6th World Nursing and Healthcare Conference
Yale University School of Nursing, USA
Title: Global benchmarking on the role of the advanced practice nurse (APN) using the behavioral intervention team (BIT) as a model of care
Biography: Jasper L. Tolarba
Background: Advanced practice nursing (APN) is broadly defined as nursing interventions that influence health care outcomes, including the direct care of individual patients, management of care for individuals and populations, administration of nursing and health care organizations, and the development and implementation of health policy (AACN Position Paper, 2004). APN has been widely successful and well received in the United States, Canada, Singapore, Japan, etc. and its practice is steadily on the rise internationally. This paper describes the emerging trend of advanced practice nursing worldwide. It discusses the significant contributions of advanced practice nurses and how they positively impact patients’ clinical outcome and explains why they are beneficial members of the health care team.
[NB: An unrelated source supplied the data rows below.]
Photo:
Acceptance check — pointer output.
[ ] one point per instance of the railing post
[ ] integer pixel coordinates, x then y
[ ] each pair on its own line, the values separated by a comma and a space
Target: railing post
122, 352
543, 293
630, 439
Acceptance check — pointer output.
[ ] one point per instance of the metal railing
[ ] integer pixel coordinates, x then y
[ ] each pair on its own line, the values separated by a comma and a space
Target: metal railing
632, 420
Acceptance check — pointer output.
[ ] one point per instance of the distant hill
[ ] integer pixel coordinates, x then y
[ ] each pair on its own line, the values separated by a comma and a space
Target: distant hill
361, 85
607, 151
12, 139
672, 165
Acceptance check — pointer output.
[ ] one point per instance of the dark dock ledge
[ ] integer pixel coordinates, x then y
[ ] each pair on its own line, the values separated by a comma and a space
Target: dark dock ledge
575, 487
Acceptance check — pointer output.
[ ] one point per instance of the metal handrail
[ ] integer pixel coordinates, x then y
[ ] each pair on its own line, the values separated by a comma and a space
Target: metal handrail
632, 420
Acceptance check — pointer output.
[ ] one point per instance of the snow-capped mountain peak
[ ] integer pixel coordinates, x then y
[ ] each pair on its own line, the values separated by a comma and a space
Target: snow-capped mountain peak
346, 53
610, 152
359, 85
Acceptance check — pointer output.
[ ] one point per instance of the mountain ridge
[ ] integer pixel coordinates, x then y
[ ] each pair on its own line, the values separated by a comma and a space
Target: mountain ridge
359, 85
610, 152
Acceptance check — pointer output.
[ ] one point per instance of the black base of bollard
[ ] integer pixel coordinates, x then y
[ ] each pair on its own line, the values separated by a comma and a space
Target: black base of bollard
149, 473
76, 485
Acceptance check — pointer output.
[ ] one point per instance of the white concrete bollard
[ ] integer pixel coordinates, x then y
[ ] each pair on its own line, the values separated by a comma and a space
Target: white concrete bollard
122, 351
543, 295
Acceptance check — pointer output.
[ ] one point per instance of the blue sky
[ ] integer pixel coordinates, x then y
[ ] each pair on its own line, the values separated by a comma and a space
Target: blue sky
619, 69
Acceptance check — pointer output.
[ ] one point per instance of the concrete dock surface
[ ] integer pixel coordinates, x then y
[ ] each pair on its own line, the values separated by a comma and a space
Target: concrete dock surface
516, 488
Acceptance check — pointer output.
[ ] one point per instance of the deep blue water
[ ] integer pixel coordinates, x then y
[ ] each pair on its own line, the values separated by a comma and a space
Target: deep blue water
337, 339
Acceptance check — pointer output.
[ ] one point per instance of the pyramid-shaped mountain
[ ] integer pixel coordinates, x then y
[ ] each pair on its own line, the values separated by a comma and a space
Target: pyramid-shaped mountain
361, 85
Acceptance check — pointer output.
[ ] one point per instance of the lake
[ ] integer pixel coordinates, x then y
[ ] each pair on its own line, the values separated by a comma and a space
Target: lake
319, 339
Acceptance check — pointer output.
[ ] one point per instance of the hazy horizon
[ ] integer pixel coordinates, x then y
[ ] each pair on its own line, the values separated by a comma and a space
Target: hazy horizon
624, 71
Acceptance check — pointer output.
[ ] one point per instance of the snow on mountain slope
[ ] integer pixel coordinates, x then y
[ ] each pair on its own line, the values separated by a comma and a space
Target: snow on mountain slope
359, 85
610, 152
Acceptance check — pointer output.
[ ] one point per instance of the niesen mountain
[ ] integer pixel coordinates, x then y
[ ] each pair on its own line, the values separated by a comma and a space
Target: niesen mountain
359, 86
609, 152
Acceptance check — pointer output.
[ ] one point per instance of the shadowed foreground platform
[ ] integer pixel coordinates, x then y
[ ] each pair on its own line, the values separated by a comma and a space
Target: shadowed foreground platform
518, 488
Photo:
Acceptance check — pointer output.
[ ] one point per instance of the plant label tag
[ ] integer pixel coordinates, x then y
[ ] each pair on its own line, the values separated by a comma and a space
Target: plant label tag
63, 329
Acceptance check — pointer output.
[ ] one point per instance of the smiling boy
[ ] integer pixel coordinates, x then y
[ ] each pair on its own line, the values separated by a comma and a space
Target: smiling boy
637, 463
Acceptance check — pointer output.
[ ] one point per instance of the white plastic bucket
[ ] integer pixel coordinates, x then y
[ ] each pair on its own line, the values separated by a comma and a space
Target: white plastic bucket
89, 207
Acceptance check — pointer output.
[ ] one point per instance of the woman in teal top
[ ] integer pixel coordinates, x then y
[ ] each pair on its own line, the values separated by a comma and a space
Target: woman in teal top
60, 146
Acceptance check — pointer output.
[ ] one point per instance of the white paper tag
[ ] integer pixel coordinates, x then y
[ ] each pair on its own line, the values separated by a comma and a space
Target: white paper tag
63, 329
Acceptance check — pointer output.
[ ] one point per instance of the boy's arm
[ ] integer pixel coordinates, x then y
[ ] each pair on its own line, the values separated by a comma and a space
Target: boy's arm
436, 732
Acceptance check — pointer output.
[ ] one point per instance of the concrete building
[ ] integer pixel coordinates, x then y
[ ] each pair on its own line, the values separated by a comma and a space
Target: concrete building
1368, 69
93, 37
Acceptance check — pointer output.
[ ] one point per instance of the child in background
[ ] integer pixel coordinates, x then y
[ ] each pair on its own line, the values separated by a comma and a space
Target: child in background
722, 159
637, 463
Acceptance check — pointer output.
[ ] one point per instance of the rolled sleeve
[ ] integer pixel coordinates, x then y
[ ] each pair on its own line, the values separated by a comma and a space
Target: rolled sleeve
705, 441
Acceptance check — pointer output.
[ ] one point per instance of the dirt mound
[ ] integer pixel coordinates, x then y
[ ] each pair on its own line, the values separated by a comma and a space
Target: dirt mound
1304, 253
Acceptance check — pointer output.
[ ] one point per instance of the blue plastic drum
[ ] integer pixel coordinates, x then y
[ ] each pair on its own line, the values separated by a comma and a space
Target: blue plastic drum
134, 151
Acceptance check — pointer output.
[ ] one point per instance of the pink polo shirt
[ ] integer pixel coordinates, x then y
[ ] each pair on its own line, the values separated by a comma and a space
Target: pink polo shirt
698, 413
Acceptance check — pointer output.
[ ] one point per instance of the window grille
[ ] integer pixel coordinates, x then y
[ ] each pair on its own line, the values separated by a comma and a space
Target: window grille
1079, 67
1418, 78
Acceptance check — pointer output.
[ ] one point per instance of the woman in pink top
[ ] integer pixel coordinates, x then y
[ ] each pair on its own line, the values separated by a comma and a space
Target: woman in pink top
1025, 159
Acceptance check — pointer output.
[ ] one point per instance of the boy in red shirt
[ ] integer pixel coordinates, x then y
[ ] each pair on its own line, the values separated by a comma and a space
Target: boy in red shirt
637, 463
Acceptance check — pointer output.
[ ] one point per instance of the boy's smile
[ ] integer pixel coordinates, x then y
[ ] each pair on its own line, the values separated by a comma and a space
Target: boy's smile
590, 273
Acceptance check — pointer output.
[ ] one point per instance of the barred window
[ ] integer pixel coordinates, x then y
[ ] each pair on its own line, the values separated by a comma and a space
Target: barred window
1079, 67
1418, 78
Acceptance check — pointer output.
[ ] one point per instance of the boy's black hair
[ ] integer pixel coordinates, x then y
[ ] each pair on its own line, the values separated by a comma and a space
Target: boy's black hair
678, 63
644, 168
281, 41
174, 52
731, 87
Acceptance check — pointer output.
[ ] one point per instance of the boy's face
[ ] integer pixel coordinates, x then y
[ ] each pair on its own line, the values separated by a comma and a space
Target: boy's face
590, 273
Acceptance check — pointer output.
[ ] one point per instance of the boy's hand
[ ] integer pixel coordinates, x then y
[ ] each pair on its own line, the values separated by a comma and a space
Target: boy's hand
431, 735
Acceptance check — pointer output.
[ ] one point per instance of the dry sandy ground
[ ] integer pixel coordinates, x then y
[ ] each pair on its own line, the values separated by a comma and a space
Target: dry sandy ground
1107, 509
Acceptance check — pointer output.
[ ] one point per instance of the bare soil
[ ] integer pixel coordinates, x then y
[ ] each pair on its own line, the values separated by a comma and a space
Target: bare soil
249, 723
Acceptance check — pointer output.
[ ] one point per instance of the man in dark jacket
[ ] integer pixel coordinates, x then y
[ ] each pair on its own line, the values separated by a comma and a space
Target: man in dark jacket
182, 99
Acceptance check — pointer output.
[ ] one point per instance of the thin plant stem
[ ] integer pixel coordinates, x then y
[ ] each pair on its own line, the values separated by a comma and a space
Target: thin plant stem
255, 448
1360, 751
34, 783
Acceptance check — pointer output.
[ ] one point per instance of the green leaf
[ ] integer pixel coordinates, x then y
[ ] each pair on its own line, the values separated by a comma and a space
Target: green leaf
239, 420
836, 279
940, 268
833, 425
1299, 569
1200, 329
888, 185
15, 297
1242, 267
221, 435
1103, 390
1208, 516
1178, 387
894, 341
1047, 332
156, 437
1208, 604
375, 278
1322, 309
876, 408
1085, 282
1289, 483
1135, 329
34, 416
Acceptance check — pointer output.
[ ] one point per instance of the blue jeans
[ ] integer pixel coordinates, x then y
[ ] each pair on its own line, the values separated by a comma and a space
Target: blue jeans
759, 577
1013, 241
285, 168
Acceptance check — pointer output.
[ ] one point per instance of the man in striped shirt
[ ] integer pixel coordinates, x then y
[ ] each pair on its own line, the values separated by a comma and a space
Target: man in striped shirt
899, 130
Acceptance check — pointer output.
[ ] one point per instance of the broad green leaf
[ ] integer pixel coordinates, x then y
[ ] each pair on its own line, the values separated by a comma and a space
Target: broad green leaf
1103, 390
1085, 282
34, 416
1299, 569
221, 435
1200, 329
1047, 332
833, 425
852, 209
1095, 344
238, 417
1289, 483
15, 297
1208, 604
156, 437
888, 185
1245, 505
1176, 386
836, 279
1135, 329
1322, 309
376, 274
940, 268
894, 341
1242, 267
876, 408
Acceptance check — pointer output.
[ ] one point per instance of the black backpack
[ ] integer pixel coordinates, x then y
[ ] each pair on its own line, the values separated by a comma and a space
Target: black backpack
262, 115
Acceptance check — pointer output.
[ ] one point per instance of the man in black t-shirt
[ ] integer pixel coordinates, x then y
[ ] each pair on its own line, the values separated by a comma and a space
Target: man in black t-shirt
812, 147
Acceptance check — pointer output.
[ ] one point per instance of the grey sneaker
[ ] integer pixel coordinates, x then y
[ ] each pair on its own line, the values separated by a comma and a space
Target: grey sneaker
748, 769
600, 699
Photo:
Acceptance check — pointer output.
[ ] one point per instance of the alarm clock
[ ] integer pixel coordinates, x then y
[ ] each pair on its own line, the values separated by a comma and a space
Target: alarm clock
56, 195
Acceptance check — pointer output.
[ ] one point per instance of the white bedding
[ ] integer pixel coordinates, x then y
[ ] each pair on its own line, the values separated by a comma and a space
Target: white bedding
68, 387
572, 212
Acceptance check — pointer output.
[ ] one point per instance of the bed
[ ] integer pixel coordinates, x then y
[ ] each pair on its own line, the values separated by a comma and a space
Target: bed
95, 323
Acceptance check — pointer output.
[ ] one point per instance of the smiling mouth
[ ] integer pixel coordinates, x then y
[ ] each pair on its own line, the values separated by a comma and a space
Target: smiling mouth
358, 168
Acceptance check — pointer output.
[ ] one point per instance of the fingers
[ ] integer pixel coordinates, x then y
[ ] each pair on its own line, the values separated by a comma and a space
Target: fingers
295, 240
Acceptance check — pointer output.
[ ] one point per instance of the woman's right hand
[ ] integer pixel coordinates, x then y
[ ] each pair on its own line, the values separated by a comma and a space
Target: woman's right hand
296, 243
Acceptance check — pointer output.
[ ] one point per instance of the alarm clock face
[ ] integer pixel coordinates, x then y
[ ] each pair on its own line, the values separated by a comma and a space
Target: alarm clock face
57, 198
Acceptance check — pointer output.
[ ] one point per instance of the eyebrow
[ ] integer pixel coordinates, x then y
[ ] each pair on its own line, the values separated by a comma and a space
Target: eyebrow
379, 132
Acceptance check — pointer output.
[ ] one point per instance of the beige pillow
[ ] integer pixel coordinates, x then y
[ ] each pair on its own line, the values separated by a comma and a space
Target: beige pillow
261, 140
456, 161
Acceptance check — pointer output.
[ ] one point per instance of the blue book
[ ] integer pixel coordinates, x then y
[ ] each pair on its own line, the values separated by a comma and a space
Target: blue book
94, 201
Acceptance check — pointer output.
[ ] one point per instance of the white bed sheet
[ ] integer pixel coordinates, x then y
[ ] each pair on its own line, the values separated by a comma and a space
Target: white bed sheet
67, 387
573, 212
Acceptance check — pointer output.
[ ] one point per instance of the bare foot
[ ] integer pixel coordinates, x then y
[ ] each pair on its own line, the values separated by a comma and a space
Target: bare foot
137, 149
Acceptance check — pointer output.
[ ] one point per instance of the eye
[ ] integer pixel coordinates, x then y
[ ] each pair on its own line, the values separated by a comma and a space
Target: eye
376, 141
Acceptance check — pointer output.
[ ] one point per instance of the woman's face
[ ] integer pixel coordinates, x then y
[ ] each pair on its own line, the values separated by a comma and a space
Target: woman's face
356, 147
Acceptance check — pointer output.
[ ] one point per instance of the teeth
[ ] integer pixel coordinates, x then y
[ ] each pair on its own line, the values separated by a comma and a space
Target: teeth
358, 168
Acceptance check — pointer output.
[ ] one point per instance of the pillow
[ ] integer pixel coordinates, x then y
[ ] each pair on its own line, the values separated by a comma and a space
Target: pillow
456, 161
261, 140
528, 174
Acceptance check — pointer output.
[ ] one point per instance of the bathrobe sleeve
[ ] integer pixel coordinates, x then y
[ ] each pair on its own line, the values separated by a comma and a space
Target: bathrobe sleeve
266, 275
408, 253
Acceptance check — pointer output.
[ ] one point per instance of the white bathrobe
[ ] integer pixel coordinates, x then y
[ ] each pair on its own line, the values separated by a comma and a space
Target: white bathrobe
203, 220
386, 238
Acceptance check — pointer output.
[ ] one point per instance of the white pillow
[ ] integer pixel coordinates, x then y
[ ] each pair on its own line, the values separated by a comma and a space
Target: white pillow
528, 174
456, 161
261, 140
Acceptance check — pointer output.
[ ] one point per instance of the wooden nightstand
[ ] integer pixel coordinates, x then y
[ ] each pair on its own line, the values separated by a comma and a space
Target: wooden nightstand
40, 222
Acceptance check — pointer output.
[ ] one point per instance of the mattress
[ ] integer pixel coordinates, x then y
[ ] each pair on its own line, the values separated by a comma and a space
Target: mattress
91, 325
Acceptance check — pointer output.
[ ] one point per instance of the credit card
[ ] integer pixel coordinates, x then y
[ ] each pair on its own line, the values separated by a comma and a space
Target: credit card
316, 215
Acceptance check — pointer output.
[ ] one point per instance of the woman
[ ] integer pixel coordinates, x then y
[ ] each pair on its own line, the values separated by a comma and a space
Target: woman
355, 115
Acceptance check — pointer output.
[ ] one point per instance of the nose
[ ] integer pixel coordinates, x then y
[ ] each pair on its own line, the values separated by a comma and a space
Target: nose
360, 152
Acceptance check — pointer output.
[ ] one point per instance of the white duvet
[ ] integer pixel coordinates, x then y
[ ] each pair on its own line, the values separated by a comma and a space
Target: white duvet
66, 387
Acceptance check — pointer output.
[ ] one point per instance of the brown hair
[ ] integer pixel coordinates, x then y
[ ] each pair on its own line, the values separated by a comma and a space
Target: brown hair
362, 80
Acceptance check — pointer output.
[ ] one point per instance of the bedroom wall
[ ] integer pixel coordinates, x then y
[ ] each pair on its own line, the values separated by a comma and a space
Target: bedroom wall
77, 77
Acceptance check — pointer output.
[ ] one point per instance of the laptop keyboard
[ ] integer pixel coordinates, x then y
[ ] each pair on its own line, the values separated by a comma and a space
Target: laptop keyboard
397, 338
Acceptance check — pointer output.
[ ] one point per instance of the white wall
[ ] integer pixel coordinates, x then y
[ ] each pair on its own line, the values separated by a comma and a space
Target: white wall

Purpose: The goal of this paper was to describe the BIT model of care and the role of the APN. This was achieved through four specific aims: (1.) Describe the overall context and structure of the BIT, (2.) Describe the BIT members’ clinical and operational responsibilities, (3.) Describe the collaborative relationships among stakeholders, and (4.) Validate the overall BIT model of care and the role of APNs with a group process. Design: The conceptual framework used in this project to describe the overall framework of the BIT model of care was the Donabedian Model of Quality Health Care (Donabedian,1988). Methods: An initial description of the overall structure of the BIT and the roles and responsibilities of Advanced Practice Nurses was written. The multifocal roles of the APNs were also described as they function within the BIT model of care. The draft was validated via a group process involving all members of the BIT. Results: The draft of this paper was distributed to all members of the BIT and the group process of content validation showed an accurate description of the role of the APN in the BIT program with minor revisions. Conclusions: The BIT model of care is an evidence-based, proactive approach in providing psychiatric services to patients in a general medical inpatient setting. It has been proven effective and innovative, which has fueled replication of the BIT program in other hospitals in the United States. Results from this study can be used as template for other healthcare insitutions to replicate the program and utilize the APN role for its success.